Por essas razões, o Metrô considera que ocorre uma violação aos seus direitos de parte no processo, com um claro cerceamento da sua defesa, que se fundamenta na sua afirmação de que não há diferença significativa de custos entre as duas metodologias - uma defesa, como se vê, que depende de uma prova técnica sobre a estrutura de custos da obra de engenharia, o que não é o mesmo, de modo algum, que verificar-se o que o prestador do serviço, de modo unilateral, atribuiu e lançou. A questão é simples assim, mas a celeuma que provoca substitui, de fato, a pergunta que deveria ser feita com frequência e igual facilidade: por que razão é impedida a produção dessa prova no processo?
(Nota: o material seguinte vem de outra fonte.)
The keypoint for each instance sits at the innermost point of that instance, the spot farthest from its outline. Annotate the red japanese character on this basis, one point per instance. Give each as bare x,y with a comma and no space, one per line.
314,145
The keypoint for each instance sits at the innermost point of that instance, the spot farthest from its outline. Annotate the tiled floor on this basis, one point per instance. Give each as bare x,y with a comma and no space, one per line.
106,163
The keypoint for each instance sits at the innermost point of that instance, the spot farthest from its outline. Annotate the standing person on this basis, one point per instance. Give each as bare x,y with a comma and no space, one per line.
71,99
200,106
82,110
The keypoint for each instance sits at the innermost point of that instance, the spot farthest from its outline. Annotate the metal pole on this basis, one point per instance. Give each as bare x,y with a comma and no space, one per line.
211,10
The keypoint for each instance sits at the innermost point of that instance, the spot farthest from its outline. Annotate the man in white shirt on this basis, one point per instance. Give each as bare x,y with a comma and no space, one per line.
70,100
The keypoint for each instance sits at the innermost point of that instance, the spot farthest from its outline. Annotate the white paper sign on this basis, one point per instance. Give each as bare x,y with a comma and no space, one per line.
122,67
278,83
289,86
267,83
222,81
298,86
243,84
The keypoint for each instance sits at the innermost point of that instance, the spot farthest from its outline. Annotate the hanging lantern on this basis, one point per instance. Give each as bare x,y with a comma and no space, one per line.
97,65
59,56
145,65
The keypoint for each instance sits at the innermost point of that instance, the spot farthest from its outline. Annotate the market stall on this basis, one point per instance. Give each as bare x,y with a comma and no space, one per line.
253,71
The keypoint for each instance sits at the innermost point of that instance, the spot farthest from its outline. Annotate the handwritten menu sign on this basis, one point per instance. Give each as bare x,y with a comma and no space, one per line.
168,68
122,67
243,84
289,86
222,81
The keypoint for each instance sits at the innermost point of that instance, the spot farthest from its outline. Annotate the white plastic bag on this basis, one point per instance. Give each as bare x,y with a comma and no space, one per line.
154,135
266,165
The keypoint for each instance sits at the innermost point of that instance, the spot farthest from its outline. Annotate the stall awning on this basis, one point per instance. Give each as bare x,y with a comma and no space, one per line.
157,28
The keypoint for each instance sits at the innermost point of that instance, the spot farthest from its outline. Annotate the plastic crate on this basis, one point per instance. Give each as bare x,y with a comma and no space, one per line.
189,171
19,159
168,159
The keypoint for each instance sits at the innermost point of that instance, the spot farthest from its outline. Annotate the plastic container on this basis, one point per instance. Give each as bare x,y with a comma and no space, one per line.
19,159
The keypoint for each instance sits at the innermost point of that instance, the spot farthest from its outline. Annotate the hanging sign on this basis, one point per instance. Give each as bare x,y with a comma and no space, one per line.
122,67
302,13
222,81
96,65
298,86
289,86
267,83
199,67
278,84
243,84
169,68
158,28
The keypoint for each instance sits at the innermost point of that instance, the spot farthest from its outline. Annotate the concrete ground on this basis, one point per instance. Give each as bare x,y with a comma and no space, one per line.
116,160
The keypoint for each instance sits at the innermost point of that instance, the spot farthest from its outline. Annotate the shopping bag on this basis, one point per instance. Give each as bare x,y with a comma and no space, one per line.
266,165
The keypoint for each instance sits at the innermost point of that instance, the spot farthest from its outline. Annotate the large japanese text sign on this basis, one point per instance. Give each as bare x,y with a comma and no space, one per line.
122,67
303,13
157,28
Lembre-se a quem o tema interesse que o litígio entre o Metrô e o Consórcio CVA se desenvolve em um dos principais processos em que é testada a aplicação do instituto da arbitragem, no Brasil, em questões que envolvam o interesse da administração pública e os recursos do erário. Isto deveria constituir uma razão para o maior rigor na condução do processo, e não para a insensata publicação de palavras e frases na simples defesa do mercado de trabalho de advogados e câmaras arbitrais, mas que são vazias de significado e somente contribuirão, no médio e longo prazo, para desacreditar e desmoralizar um instituto cujos méritos são amplamente reconhecidos. Os limites da arbitragem são equivalentes aos do processo judicial e estão vinculados a razões comuns a ambos: as questões de ordem prática, como o excesso de trabalho e a deficiência da infraestrutura dos serviços; o longo tempo utilizado nos processos não pelas partes, mas pelos próprios tribunais arbitrais; e as imperfeições e insuficiências dos ritos de procedimento e do trabalho humano. Mas a principal e mais profunda limitação da arbitragem é a sua subordinação ao ordenamento jurídico no qual está inserida, ao qual deve respeito e obediência. Não há qualquer razão para que essa subordinação seja negada e ocultada por razões obscuras e motivações de nenhum modo legítimas. Será por isto oportuno que o desfecho do caso seja mesmo acompanhado por "centenas de advogados do Brasil e do mundo afora", como já foi dito por representante de entidade do setor de arbitragem - uma admoestação que só tem lógica e sentido se for entendida como uma tentativa de pressão sobre os membros do Poder Judiciário a quem competirá decidir o assunto. A intromissão dispensável dessa corporação, que ignora os contornos do caso concreto mas desse modo assedia, deveria, na verdade, inspirar-se em outras preocupações.

Submeter-se o Metrô a um processo onde não se observem os seus direitos de parte e onde ele possa ser subjugado por uma decisão baseada em provas que ladeiem o centro da questão, que está fixado na convenção de arbitragem, também representará a lamentável criação das sementes da futura ação de anulação dessa decisão. Em tudo isso se encontra, então, um desserviço ao instituto da arbitragem, cuja consolidação depende de que receba um tratamento sério e consequente com os fatos.